Effects of the CXCR4 antagonist AMD3100 in pML cells
We investigated the effect of the selective CXCR4 antagonist AMD3100 on chemotaxis and ERK1/2 signaling. As previously shown, CXCR4 surface expression was down-regulated by SDF-1α treatment (100 ng/mL); however, this inhibition was abrogated by AMD3100 treatment (25 μg/mL; Figure 2E). Total levels of CXCR4 protein expression were unchanged by AMD3100 treatment (Figure 2F). We also examined whether AMD3100 affects phosphorylation of ERK1/2, and it could be demonstrated that phosphorylation was markedly decreased (Figure 2D,G). SDF-1α–induced migration activity of pML cells was assayed in the presence of AMD3100 and compared with untreated cells, and migration was found to be inhibited 79% and 91.2% in the presence of 0.25 and 1.25 μg/mL AMD3100, respectively (Figure 2H). These results show that AMD3100 inhibits the migration of pML cells in a dose-dependent manner by inhibiting the MEK-ERK pathway downstream of CXCR4-SDF-1α.
Chemotaxis of cells derived from ATL patients in response to SDF-1α
To determine whether the results of our mouse model accurately reflected human disease, we analyzed chemotactic activity of leukemic cells from 6 ATL patients after short-term culture (2 days) in response to SDF-1α. Clinical and laboratory information relating to the patients is summarized in Table 1. Phenotypic analysis of the leukemic cells showed that all cell populations were CD4+/CD25+, and Giemsa staining clearly demonstrated typical features of ATL with cells having enlarged nuclei, often with lobulation, compared with normal peripheral blood lymphocytes (data not shown). All of the ATL cells exhibited chemotaxis in response to SDF-1α treatment in a dose-dependent manner (Figure 3A). In addition, immunoblotting revealed that SDF-1α–induced phosphorylation of ERK1/2 occurred in 4 of the 6 ATL cases examined (Figure 3B); immunoblotting studies in the 2 remaining cases could not be carried out due to insufficient amounts of cell lysates. AMD3100 treatment of the human ATL cells strongly blocked phosphorylation of ERK1/2 (Figure 3B) and abrogated cell migration (Figure 3C). These results clearly demonstrate involvement of the SDF-1α/CXCR4-ERK pathway in human ATL cell migration, and the inhibitory potential of AMD3100.

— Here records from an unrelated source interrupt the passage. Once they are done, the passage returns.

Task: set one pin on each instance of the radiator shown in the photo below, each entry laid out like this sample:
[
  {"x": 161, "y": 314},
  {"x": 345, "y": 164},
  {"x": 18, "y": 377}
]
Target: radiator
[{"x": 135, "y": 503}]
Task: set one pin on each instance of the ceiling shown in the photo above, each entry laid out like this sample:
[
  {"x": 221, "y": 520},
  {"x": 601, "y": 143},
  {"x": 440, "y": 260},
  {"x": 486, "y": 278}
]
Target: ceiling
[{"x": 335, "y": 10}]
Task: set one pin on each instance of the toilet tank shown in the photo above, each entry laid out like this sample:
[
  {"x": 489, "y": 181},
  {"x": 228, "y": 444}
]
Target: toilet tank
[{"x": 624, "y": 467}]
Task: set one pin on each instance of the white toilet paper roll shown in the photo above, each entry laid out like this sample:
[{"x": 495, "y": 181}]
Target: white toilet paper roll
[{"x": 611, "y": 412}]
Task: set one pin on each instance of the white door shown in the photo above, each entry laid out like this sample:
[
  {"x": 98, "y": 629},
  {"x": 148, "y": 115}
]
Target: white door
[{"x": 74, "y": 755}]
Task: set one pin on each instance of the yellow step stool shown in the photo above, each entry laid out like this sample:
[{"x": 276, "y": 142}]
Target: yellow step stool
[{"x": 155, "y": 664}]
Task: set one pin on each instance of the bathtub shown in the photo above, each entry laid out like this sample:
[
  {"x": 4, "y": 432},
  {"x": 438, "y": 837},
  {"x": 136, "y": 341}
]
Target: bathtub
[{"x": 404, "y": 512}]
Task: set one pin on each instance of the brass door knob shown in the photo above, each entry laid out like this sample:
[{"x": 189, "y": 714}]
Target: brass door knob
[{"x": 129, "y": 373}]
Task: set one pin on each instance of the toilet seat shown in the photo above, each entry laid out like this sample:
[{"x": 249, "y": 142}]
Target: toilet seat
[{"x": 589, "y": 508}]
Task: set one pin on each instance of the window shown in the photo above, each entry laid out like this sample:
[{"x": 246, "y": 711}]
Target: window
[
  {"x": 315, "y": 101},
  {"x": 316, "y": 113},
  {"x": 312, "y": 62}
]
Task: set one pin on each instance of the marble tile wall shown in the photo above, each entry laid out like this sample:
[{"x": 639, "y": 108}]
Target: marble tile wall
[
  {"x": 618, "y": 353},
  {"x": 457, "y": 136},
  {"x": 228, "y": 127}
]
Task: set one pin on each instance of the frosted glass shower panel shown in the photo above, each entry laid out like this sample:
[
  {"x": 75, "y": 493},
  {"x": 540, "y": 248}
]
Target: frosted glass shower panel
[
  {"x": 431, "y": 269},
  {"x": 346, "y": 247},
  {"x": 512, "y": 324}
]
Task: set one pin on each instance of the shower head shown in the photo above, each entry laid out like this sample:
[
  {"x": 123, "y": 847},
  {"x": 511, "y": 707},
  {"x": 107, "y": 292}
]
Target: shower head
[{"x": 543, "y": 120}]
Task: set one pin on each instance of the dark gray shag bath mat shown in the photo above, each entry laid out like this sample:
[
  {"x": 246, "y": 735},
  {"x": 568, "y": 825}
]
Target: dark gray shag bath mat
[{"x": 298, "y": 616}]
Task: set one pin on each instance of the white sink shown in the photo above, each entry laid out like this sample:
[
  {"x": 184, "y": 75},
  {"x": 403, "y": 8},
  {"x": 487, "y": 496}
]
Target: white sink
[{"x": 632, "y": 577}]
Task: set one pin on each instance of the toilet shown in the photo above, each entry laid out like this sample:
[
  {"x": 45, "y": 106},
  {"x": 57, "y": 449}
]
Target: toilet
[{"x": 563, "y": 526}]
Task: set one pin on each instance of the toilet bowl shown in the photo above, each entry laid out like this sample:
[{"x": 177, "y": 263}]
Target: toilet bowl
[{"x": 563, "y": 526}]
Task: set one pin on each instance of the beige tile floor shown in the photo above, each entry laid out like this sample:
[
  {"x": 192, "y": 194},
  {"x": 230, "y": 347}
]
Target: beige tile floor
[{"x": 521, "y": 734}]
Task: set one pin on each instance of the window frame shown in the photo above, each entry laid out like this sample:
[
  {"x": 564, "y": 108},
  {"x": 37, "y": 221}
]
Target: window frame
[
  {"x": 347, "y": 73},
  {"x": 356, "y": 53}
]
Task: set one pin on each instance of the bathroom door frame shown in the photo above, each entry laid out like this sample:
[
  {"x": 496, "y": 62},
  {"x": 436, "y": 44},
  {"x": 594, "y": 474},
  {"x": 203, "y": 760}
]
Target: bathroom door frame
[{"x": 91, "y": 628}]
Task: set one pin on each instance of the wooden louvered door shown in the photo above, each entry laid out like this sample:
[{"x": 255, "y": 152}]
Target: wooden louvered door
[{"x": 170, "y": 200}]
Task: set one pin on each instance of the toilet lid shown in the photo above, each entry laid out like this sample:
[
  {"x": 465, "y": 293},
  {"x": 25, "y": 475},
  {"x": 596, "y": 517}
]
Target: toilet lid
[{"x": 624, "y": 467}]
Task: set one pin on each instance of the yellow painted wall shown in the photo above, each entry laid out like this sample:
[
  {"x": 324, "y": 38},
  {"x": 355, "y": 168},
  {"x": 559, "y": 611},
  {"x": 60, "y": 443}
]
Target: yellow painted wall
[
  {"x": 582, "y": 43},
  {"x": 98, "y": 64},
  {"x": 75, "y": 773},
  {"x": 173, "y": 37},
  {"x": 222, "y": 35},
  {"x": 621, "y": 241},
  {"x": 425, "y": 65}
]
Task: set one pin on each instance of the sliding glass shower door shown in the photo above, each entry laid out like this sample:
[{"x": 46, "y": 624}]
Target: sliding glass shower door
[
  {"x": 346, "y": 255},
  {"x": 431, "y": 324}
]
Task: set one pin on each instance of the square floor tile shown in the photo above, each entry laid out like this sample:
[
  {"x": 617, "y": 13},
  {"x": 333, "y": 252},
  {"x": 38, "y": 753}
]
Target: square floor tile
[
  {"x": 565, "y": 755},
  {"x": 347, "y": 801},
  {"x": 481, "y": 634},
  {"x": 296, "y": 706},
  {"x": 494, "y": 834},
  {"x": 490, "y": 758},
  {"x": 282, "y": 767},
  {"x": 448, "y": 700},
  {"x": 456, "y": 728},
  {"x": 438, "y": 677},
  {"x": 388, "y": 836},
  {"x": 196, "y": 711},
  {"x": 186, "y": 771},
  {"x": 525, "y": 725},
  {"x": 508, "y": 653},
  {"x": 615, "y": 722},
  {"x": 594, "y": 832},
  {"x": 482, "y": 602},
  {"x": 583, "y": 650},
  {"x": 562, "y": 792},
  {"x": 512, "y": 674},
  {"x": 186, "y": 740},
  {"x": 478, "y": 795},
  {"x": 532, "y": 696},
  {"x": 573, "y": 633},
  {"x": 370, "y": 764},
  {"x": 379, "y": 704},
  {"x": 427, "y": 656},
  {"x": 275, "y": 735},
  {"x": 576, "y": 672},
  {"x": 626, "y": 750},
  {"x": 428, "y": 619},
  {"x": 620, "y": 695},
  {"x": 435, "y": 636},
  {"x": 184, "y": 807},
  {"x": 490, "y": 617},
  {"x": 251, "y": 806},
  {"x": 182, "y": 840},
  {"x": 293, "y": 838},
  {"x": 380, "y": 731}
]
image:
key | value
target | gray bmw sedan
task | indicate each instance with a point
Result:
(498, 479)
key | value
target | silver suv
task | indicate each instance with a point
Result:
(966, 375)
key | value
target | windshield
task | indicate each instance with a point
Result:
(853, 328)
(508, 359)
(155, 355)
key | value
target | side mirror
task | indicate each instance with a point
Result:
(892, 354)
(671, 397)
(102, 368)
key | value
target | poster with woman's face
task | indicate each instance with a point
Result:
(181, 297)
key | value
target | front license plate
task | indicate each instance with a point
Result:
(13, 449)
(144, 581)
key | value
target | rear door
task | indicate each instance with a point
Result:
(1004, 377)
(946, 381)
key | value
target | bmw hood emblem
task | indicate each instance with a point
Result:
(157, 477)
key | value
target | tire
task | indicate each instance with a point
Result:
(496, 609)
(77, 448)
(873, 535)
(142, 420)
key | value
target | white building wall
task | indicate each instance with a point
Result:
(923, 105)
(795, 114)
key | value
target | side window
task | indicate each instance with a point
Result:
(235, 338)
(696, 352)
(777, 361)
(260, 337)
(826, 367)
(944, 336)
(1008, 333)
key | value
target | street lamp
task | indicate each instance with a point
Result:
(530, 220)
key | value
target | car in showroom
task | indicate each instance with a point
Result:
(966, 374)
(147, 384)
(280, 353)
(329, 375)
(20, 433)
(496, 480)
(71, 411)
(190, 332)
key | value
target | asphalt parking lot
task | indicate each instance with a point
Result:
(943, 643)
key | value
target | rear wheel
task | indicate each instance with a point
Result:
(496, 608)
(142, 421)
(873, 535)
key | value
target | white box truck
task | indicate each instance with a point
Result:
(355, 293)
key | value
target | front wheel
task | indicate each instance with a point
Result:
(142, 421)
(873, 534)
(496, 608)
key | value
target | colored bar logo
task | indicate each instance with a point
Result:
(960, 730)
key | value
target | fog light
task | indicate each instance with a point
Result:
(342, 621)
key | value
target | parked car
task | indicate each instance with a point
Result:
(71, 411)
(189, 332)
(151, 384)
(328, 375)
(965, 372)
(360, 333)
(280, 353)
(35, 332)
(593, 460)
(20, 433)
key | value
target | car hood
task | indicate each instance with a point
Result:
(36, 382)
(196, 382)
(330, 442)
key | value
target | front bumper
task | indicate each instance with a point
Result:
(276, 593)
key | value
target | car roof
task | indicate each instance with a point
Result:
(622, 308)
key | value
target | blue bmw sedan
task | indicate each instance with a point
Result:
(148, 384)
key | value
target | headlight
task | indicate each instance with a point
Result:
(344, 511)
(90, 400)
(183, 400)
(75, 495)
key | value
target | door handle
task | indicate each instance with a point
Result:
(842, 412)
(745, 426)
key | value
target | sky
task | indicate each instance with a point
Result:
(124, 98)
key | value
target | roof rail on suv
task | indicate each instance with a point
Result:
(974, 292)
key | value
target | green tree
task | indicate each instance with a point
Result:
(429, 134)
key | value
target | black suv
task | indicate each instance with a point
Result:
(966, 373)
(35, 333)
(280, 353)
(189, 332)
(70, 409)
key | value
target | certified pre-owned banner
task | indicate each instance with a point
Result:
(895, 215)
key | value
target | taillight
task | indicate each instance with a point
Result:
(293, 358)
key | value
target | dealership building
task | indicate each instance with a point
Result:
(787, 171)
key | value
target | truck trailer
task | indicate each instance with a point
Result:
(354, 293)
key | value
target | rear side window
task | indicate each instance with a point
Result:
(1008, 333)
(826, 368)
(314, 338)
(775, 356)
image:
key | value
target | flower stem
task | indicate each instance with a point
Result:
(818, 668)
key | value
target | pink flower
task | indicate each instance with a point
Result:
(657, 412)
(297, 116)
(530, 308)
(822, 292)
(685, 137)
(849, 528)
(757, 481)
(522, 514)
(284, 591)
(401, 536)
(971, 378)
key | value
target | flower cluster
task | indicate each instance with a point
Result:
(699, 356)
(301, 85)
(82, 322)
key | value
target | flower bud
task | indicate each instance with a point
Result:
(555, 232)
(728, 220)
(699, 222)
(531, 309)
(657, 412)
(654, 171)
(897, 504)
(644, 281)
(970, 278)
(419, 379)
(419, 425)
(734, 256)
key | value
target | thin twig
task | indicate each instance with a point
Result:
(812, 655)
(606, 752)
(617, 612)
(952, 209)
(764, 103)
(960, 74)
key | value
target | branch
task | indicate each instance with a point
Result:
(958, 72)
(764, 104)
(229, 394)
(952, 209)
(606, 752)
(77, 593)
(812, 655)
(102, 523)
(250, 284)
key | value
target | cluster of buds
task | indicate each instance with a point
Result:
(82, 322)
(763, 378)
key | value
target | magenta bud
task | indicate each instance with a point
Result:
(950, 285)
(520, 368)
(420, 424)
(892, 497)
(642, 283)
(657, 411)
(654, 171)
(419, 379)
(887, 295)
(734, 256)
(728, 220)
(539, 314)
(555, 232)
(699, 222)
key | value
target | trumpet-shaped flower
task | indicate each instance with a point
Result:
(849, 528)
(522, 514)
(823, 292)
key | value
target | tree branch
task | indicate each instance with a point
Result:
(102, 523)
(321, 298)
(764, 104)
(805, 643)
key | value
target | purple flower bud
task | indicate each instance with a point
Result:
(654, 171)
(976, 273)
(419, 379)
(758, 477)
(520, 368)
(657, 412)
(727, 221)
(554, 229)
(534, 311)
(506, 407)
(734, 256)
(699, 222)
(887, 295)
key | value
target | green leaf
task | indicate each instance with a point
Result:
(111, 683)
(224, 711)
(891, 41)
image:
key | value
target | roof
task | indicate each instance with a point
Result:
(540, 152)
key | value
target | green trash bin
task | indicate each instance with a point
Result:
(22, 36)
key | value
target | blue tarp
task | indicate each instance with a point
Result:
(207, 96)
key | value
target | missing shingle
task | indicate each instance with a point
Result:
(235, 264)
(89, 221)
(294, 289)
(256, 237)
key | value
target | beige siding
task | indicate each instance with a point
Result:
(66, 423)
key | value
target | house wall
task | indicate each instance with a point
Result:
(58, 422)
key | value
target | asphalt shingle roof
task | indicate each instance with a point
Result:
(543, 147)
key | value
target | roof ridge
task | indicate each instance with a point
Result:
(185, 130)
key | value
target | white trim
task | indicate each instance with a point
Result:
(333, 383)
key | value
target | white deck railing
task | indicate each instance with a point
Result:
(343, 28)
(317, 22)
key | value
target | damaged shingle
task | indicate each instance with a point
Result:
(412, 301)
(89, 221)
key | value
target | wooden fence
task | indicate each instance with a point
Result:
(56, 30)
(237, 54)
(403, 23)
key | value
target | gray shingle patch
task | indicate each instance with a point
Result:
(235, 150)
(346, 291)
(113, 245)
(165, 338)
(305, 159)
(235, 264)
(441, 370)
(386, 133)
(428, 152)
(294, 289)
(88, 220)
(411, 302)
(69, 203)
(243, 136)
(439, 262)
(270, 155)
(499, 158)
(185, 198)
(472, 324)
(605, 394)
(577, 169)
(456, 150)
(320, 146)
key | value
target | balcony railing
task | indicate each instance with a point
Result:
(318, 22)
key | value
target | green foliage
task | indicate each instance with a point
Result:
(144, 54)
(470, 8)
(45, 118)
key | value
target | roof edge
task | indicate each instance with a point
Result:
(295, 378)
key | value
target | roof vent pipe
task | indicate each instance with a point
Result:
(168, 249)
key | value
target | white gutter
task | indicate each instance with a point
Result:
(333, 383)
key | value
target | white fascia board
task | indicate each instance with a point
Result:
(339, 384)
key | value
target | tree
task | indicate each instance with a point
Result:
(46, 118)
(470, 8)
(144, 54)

SDF-1α expression in tissues
SDF-1α is constitutively expressed in numerous tissues in mice.26 We confirmed expression of SDF-1α mRNA in various organs, including brain, heart, lung, liver, spleen, and kidney. However, we were unable to demonstrate a positive signal for SDF-1α mRNA expression in pML cells (Figure 4A). To examine the presence of SDF-1α protein, we used 2 different antibodies for tissue analysis, and could detect positive signals using a monoclonal anti-CXCL12/SDF-1 antibody. Weak immunopositive signals for SDF-1α protein were observed in epithelial cells of mouse liver hepatic ducts (Figure 4B-C); no positive signals were observed in control experiments that used normal mouse IgG instead of primary antibody (data not shown). In HTLV-I Tax transgenic mice, leukemic cell infiltration was readily observed in areas surrounding the SDF-1α–immunopositive hepatic ducts (Figure 4D-E).
In ATL patients, SDF-1α–immunopositive signals were readily detected in the epithelial cells of hepatic ducts that were surrounded by infiltrating leukemic cells. (Figure 4F-G). We also observed SDF-1α immunostaining in epithelial cells of regenerative hepatic ducts in regions infiltrated by leukemic cells (Figure 4H-I). Infiltrating cells were also detected in the portal triad region, and again specifically around the hepatic ducts where epithelial cells were positive for SDF-1α (Figure 4F-I). We also performed immunostaining with anti–SDF-1α antibody of control disease-free human liver samples, and immunopositive staining was also detected in hepatic duct epithelial cells (Figure 4J-K).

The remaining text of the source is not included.